Empty? She must have drunk another cup after I left.
Hot tears squeezed through my closed lids and ran down the sides of my face. Joe Riddley gently swabbed them with his finger. “Don’t cry, Little Bit. Don’t cry.” I could tell he was getting distressed, but I couldn’t stop crying. I cried for Gwen Ellen. I cried for Skye. I even cried for Marilee. Underneath the barracuda suit was a plain little girl who wanted more cards than life had dealt her, and looked for them in the wrong deck.
Joe Riddley got up and left; then I felt a wet washcloth flop onto my face. “Stop crying,” he said urgently. “Stop it.”
I pushed away the washcloth. “I’ve stopped.
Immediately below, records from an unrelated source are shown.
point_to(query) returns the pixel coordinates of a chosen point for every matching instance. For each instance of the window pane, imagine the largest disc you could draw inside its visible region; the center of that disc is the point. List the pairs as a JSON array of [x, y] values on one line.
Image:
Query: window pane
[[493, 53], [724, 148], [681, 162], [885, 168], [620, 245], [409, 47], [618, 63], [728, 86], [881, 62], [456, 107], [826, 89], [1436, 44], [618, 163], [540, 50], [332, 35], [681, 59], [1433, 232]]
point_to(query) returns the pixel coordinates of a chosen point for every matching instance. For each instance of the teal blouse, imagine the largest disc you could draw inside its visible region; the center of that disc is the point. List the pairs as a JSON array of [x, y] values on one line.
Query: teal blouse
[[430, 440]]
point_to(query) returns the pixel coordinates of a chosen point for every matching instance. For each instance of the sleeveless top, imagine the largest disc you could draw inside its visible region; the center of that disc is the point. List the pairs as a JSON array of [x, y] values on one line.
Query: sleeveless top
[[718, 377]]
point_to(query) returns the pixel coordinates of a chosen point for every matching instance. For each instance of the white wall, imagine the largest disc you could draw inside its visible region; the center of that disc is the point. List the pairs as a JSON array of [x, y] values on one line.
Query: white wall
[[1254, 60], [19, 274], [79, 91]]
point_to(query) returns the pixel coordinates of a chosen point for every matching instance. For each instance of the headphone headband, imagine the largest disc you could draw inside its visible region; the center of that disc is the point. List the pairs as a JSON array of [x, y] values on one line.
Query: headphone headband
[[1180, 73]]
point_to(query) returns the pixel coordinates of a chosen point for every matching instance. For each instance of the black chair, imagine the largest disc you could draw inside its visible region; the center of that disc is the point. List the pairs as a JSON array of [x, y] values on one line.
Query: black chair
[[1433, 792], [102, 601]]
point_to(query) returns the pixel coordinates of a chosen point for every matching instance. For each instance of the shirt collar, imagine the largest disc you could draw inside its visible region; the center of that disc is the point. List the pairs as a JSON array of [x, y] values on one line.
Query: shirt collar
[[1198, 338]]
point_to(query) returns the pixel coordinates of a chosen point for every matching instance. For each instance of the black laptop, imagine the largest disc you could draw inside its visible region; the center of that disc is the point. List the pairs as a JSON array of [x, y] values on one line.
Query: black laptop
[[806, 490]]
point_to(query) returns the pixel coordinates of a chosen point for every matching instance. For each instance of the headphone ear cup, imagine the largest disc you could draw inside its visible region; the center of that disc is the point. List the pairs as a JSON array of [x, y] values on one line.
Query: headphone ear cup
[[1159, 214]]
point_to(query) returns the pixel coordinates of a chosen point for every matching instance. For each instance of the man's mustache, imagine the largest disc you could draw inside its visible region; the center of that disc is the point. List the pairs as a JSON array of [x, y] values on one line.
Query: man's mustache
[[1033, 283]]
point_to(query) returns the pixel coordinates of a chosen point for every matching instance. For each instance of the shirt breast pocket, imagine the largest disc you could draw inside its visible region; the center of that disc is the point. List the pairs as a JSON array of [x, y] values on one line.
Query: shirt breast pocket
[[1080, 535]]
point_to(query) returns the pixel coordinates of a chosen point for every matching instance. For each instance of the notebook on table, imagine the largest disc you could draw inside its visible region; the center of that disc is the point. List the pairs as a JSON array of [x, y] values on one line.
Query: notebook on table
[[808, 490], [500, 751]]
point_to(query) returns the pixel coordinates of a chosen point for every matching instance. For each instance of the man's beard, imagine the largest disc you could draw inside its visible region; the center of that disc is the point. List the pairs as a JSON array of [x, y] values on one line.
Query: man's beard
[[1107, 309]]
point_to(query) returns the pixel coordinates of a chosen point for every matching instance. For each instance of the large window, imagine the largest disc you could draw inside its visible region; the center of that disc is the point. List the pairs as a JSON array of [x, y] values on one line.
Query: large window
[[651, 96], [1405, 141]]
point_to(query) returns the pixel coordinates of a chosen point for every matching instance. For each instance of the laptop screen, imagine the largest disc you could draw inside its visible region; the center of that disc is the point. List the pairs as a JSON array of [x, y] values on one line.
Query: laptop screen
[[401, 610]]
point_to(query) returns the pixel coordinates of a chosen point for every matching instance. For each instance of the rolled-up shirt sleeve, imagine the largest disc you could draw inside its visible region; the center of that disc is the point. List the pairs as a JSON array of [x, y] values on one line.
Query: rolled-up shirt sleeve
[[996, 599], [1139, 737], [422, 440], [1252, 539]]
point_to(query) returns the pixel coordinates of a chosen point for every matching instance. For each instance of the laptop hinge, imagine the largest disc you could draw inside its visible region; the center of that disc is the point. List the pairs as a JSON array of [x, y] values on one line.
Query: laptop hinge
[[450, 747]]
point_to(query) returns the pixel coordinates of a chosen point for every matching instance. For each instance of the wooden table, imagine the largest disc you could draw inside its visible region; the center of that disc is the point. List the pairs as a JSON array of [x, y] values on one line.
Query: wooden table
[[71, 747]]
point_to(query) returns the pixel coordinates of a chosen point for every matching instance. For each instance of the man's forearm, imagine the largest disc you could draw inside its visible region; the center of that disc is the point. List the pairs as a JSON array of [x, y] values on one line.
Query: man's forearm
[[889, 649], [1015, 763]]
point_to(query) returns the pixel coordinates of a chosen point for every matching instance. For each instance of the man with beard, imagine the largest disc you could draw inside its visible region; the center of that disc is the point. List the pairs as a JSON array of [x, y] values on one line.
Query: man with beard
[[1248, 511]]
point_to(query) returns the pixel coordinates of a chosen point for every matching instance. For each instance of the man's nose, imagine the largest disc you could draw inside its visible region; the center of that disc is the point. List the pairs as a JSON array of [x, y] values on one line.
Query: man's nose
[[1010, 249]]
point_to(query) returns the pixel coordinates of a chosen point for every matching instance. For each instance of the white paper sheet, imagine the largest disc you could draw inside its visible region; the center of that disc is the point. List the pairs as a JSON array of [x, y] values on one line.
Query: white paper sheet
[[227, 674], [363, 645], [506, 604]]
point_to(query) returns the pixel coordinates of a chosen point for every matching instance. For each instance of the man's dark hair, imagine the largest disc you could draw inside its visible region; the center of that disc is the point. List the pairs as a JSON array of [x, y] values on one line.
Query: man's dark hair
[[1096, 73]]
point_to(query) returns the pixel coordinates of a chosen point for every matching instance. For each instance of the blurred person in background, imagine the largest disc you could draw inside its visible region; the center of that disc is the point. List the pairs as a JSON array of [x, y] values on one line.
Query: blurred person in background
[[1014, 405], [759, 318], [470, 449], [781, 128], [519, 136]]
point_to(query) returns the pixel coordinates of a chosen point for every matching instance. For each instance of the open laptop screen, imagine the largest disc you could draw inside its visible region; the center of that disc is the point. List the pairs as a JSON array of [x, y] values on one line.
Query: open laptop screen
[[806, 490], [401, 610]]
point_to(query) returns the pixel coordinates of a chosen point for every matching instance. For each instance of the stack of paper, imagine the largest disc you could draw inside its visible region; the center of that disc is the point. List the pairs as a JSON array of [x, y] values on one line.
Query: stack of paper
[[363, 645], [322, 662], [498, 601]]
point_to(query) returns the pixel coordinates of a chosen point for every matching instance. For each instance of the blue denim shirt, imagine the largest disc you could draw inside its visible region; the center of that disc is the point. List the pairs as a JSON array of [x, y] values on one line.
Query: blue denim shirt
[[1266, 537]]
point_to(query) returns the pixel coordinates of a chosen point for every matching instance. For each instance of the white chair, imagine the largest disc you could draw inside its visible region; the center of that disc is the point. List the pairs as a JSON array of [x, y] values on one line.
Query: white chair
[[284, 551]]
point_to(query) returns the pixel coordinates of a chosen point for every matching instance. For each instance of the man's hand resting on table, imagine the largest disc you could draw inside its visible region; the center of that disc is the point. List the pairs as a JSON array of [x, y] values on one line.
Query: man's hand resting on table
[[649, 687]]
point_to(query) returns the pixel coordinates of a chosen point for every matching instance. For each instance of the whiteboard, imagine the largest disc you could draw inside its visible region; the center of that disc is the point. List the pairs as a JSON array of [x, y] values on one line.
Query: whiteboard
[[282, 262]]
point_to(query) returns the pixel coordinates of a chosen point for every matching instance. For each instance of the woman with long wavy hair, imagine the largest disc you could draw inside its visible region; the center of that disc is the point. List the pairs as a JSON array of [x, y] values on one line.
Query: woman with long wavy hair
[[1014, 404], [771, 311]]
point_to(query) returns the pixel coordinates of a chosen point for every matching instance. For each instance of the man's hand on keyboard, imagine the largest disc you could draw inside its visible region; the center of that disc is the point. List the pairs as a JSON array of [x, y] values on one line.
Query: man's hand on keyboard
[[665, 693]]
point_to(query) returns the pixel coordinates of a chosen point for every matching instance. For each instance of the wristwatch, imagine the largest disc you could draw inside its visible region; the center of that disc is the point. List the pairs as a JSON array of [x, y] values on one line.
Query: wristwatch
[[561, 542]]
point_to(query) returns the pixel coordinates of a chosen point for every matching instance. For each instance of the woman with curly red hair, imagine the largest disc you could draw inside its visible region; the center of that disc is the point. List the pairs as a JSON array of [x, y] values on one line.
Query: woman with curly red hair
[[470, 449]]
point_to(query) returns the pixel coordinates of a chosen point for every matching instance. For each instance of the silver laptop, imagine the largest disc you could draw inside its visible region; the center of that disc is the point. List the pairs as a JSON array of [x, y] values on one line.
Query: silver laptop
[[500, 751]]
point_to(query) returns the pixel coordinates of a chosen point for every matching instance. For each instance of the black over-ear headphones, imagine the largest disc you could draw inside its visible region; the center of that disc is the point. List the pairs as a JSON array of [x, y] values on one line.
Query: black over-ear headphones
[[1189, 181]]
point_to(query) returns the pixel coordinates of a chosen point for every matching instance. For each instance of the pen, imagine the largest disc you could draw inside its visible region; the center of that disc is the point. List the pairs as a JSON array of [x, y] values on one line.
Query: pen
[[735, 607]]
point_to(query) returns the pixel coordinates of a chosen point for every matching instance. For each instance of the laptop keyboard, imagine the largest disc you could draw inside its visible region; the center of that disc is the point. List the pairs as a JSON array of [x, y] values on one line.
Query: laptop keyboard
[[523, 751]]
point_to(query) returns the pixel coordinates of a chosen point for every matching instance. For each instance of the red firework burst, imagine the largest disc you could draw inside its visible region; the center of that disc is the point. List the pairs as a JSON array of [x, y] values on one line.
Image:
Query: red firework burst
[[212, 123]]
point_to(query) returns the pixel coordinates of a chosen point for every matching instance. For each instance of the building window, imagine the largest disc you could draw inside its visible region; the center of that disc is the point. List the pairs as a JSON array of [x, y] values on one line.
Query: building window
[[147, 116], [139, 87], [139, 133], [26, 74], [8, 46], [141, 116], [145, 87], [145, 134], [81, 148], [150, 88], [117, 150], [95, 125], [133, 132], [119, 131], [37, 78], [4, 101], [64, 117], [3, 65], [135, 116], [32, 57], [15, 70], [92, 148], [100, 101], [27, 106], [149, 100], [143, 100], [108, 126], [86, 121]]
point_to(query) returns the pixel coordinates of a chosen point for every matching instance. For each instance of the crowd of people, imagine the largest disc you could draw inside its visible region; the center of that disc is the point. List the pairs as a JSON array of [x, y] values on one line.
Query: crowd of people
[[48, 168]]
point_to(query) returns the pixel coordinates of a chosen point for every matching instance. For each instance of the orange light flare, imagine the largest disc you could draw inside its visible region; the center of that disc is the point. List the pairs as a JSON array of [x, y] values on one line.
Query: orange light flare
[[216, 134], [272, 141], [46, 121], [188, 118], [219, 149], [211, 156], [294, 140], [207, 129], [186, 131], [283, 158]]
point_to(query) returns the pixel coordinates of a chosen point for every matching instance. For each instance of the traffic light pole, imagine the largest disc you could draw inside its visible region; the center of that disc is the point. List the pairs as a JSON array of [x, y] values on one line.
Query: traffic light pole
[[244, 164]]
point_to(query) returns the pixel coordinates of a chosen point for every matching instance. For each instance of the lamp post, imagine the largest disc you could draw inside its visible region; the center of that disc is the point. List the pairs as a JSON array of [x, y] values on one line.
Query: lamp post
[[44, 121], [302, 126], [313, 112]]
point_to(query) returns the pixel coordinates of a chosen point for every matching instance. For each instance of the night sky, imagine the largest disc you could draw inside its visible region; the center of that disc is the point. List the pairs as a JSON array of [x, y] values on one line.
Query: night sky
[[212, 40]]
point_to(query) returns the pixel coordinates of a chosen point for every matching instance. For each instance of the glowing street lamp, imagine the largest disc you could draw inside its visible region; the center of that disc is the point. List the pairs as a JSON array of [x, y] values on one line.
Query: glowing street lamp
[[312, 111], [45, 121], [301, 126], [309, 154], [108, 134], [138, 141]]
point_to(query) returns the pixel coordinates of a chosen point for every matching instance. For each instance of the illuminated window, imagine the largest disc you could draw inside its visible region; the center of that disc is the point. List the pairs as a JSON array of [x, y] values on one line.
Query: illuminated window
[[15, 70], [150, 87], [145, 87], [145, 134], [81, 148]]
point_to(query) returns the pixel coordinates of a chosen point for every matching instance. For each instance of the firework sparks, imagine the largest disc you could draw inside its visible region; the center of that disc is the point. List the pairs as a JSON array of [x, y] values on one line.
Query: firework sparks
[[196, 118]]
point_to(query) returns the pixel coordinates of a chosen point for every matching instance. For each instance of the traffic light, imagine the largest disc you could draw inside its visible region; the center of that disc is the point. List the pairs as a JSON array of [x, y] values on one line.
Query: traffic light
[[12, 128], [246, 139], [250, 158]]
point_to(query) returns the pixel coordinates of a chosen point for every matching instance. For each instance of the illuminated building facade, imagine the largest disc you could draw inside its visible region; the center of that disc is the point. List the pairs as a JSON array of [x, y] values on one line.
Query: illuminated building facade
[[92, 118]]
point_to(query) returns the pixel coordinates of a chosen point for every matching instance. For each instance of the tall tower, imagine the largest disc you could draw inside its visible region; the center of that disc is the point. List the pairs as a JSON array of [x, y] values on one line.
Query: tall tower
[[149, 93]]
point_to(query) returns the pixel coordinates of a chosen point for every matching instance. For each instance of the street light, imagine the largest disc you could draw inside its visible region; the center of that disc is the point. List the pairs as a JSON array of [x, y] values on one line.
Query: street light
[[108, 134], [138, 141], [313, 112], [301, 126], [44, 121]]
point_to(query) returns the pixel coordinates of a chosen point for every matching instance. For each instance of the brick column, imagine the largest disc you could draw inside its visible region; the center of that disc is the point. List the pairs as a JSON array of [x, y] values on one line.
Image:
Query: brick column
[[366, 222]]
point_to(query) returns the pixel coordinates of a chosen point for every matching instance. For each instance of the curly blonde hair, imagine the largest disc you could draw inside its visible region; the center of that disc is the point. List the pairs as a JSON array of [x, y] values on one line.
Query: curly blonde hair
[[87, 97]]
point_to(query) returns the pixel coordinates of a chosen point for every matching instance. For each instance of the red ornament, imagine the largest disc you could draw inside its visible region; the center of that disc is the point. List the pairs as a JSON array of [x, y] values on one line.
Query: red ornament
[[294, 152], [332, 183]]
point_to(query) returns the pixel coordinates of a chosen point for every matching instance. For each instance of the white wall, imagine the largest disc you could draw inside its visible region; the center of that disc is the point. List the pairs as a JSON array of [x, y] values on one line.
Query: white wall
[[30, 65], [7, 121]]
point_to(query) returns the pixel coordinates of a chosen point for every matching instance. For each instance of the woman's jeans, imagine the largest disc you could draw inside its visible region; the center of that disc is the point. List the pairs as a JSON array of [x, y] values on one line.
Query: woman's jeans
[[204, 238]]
Get me a towel.”
I dozed on and off for the next twenty-four hours. That afternoon, I knew when Ridd’s wife Martha stopped by just before she went on duty. She squeezed my hand and whispered, “Thanks for sticking around. We all need you, you know.”
I knew when Walker and Cindy came, because I could smell her expensive perfume and his aftershave. Walker leaned over my bed and muttered, “So help me, if she doesn’t stop this detectin’, I’m gonna—”
I opened one eye. “You’re gonna do what?”
He grinned a bit shakily. “I don’t know, but it will be terrible.”